14 thoughts on “Bring out your linkspam! (9 October, 2012)

  1. Meg

    Casting a side-eye at “Our Women” language in the first article. Why do we always end up as either possessions or aliens?

    1. ellie

      Agreed. I thought it was interesting that an article like this appeared in GQ and should have been clearer that I didn’t mean it as a straight endorsement by including it here.

  2. John

    BBC article: More women needed in technology

    Most of it is well-known material, but a couple of sections had information I hadn’t seen before:

    This pink it and shrink it approach represents typically shallow thinking about gender and usually only appeals to younger (lower income) women. Getting design right takes a lot more thought but yields bigger dividends.

    Dr Gloria Moss, a gender marketing expert, confirms that when targeting women, having female input on the design team is crucial: “In design preference tests, I’ve always found extremely strong statistical evidence for ‘same-sex preference’. Men tend to prefer the designs that men produce, and women prefer the designs that women produce.”


    In many Eastern European countries such as Bulgaria, Estonia and Latvia – also referred to the Geek Nations’ – the technology gender divide is less prevalent.

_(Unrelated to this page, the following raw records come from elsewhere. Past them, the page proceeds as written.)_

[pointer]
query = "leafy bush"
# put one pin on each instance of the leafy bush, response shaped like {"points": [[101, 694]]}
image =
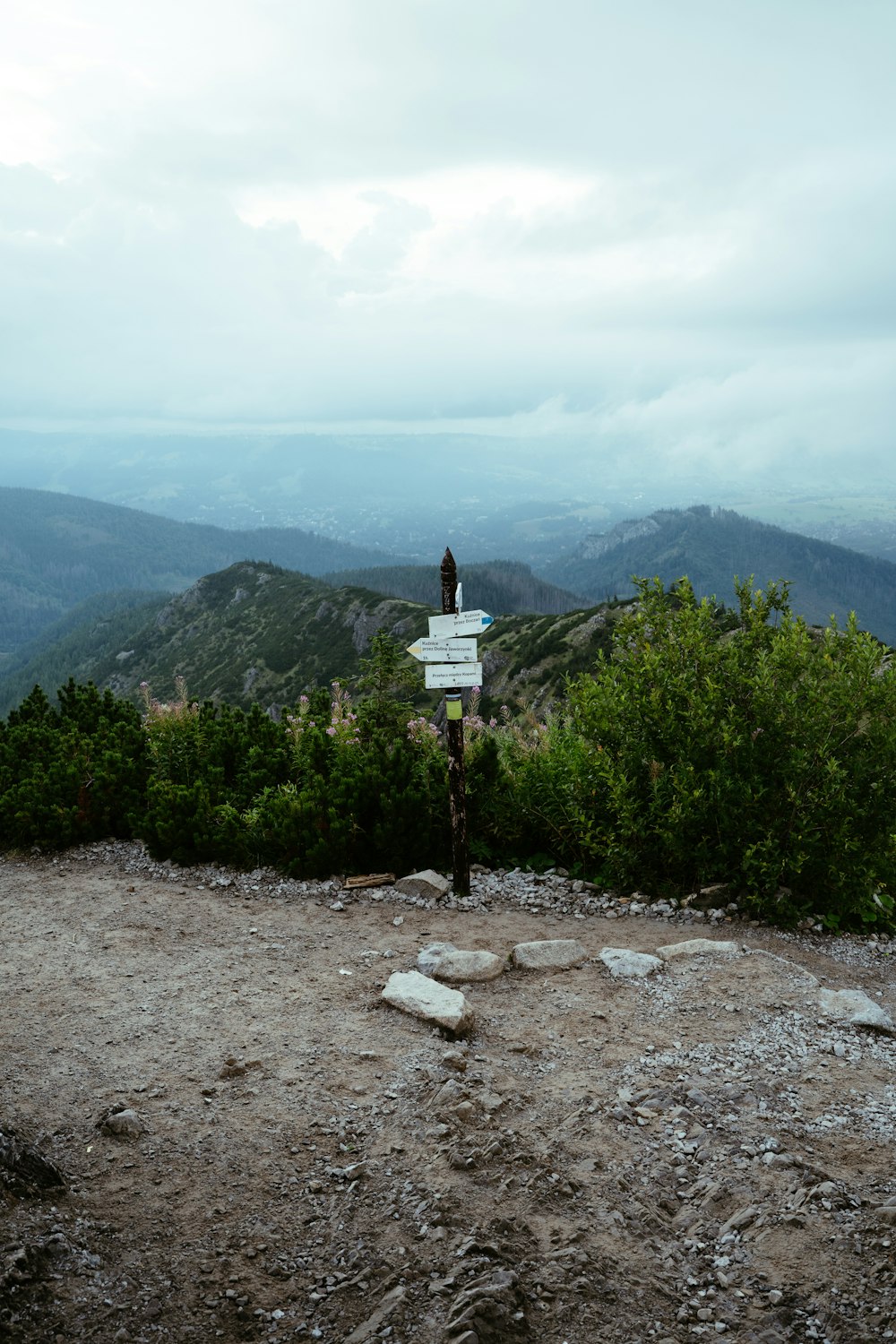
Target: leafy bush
{"points": [[209, 763], [70, 774], [764, 757]]}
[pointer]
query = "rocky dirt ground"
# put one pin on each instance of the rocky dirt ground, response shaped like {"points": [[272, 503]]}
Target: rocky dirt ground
{"points": [[704, 1152]]}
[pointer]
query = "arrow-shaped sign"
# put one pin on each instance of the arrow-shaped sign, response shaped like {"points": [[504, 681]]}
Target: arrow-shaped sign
{"points": [[444, 650], [463, 623], [440, 675]]}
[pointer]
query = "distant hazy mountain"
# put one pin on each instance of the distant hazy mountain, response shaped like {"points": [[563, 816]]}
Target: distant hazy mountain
{"points": [[495, 586], [56, 550], [260, 633], [711, 546]]}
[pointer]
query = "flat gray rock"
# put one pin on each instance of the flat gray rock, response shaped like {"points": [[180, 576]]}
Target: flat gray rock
{"points": [[426, 883], [123, 1124], [445, 961], [856, 1008], [429, 1000], [549, 954], [622, 961], [699, 948]]}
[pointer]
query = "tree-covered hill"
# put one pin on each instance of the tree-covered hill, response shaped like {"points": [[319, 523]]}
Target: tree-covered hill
{"points": [[255, 633], [56, 550], [495, 586], [711, 546]]}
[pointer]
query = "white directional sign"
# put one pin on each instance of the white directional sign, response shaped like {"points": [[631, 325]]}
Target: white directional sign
{"points": [[440, 675], [465, 623], [444, 650]]}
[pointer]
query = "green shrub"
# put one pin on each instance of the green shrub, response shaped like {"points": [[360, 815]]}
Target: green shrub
{"points": [[764, 757], [70, 774]]}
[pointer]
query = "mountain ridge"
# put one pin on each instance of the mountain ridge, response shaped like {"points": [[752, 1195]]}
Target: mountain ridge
{"points": [[712, 545]]}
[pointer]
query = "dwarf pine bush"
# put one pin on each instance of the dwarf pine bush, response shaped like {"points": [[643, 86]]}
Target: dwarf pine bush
{"points": [[73, 773], [764, 757]]}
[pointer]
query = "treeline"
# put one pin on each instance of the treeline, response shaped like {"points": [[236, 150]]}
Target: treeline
{"points": [[711, 545], [495, 586], [704, 746], [58, 550]]}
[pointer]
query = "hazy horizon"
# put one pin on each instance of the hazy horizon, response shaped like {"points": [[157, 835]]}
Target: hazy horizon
{"points": [[661, 233]]}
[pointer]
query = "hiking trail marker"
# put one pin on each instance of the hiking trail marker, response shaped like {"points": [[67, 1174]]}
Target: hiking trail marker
{"points": [[452, 663]]}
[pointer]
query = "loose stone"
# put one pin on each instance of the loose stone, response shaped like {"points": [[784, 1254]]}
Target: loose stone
{"points": [[622, 961], [445, 961], [427, 999], [548, 954], [699, 948]]}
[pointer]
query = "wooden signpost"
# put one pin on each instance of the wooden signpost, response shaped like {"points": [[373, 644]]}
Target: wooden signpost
{"points": [[452, 663]]}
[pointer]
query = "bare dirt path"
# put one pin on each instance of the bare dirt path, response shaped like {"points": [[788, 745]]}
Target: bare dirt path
{"points": [[704, 1152]]}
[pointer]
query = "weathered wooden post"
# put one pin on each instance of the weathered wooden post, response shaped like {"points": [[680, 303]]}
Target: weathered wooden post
{"points": [[454, 737], [452, 663]]}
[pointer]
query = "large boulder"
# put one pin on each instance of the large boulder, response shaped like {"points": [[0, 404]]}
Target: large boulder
{"points": [[548, 954], [445, 961], [427, 883], [624, 961], [429, 1000], [697, 948]]}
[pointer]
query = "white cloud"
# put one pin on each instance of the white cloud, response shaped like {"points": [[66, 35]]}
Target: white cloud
{"points": [[656, 228]]}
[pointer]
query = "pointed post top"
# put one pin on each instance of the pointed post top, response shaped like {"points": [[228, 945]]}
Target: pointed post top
{"points": [[449, 583]]}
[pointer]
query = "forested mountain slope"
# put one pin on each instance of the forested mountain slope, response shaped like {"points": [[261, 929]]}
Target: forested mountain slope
{"points": [[56, 550], [711, 546], [495, 586]]}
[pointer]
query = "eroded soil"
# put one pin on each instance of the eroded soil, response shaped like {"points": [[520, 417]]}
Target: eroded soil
{"points": [[696, 1153]]}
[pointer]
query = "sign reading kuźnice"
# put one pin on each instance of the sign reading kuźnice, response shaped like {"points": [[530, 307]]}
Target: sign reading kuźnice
{"points": [[444, 650]]}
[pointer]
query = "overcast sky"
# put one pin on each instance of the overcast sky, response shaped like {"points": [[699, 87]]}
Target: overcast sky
{"points": [[662, 225]]}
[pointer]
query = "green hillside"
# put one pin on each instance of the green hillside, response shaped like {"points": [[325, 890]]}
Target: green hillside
{"points": [[255, 633], [56, 550], [495, 586], [711, 546]]}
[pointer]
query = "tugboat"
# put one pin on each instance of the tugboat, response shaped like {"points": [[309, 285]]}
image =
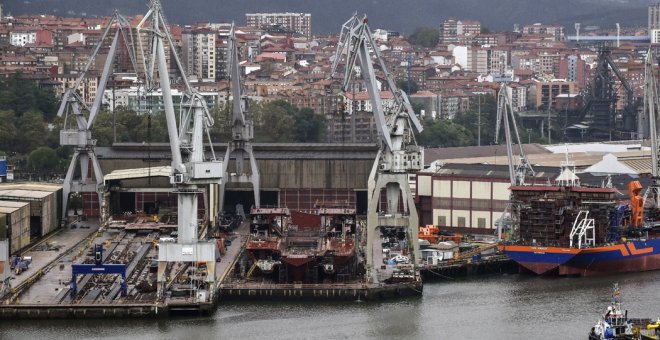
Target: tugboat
{"points": [[615, 324]]}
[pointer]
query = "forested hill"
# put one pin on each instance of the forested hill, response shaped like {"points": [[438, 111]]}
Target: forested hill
{"points": [[401, 15]]}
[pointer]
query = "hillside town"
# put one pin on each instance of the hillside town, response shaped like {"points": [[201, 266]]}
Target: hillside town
{"points": [[549, 68]]}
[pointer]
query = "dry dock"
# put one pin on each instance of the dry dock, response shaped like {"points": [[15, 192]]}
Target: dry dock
{"points": [[44, 290]]}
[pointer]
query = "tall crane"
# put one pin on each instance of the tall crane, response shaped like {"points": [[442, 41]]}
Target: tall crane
{"points": [[519, 170], [77, 130], [190, 169], [650, 108], [242, 132], [398, 154]]}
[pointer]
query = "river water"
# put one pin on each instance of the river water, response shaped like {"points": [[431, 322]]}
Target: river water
{"points": [[493, 307]]}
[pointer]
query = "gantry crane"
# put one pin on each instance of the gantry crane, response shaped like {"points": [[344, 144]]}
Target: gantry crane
{"points": [[519, 170], [77, 130], [190, 169], [398, 154], [242, 133]]}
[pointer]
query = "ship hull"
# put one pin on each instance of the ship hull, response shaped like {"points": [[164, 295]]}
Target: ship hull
{"points": [[539, 260], [634, 256]]}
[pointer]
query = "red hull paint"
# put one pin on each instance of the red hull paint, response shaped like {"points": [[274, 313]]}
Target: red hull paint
{"points": [[297, 260], [637, 264]]}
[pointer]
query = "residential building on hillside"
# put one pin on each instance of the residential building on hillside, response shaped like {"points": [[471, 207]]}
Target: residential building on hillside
{"points": [[198, 49], [296, 22]]}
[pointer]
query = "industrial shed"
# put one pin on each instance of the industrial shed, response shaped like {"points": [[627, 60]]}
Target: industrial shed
{"points": [[15, 224], [45, 204]]}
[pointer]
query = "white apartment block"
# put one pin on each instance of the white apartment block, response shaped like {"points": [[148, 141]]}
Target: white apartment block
{"points": [[297, 22], [199, 54], [22, 38]]}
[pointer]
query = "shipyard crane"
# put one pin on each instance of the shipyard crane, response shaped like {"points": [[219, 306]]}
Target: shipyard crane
{"points": [[398, 154], [77, 130], [518, 171], [190, 168], [242, 132], [650, 108]]}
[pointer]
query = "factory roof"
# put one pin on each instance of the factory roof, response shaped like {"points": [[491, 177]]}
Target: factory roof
{"points": [[32, 186], [19, 193], [156, 171]]}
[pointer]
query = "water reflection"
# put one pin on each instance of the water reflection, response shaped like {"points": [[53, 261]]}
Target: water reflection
{"points": [[497, 307]]}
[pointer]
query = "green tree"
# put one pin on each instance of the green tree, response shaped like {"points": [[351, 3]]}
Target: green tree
{"points": [[32, 129], [309, 127], [8, 131], [43, 160], [20, 95], [409, 87], [424, 36]]}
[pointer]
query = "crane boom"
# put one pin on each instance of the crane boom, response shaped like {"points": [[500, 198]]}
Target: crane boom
{"points": [[79, 132], [650, 108], [190, 169], [517, 171], [398, 155], [240, 144]]}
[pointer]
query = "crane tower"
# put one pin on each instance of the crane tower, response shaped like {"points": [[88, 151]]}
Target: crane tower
{"points": [[242, 133], [190, 168], [398, 156]]}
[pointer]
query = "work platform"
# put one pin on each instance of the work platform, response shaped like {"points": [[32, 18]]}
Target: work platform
{"points": [[44, 290]]}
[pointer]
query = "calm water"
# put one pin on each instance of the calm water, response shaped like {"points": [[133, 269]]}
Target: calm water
{"points": [[498, 307]]}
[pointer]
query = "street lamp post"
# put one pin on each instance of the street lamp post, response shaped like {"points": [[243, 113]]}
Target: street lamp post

    It’s partly historic – during the communist era, all women were encouraged to work – but also that technology is perceived as a rewarding and well-paid career for women.

    1. Tim Chevalier

      The article linked to here actually looks pretty anti-feminist and derailing. Asserting that sexual harassment has nothing to do with rape culture is kind of a non-starter here.

      1. Terri

        If that’s not what you were expecting from the title “Hacker news discussion on how there is no sexism in the tech industry” I’m not sure what to say. But I assume this was posted to potentially generate responses, not as a “promote this blindly!”

        I dunno, it didn’t get me fired up enough to be worth anything, but maybe someone else is more riled?

    2. quill

      The specific mechanism of the article – “I’m a woman and I haven’t experienced sexism, so the rest of you are BSing” – is uncomfortably familiar, too.

      Is there an actual term for, like, women who insist really loudly that sexism is over and attack and attempt to silence feminists? ‘Cause that’s definitely the role a few women I was an undergrad with fell into. They tended to be kind of nasty to me, and I have this expectation that women who are invested in the idea that “there is no problem with gender here” are going to aggressively attack anyone who suggests such a problem exists.

      1. Selki

        Internalized sexism would be at work there, but I’m not sure what this denial and silencing behavior would be called, specifically.

      2. Amnesia

        Don’t know if there’s any official terms out there, but I like to call any woman like that “Fanny DeRail.” Just gives me the image of someone knocking another person onto the train tracks with their ass as they walk by.

        1. Mary

          Just FYI: in Commonwealth English “fanny” means “vulva”, so to an international audience it comes across a little differently.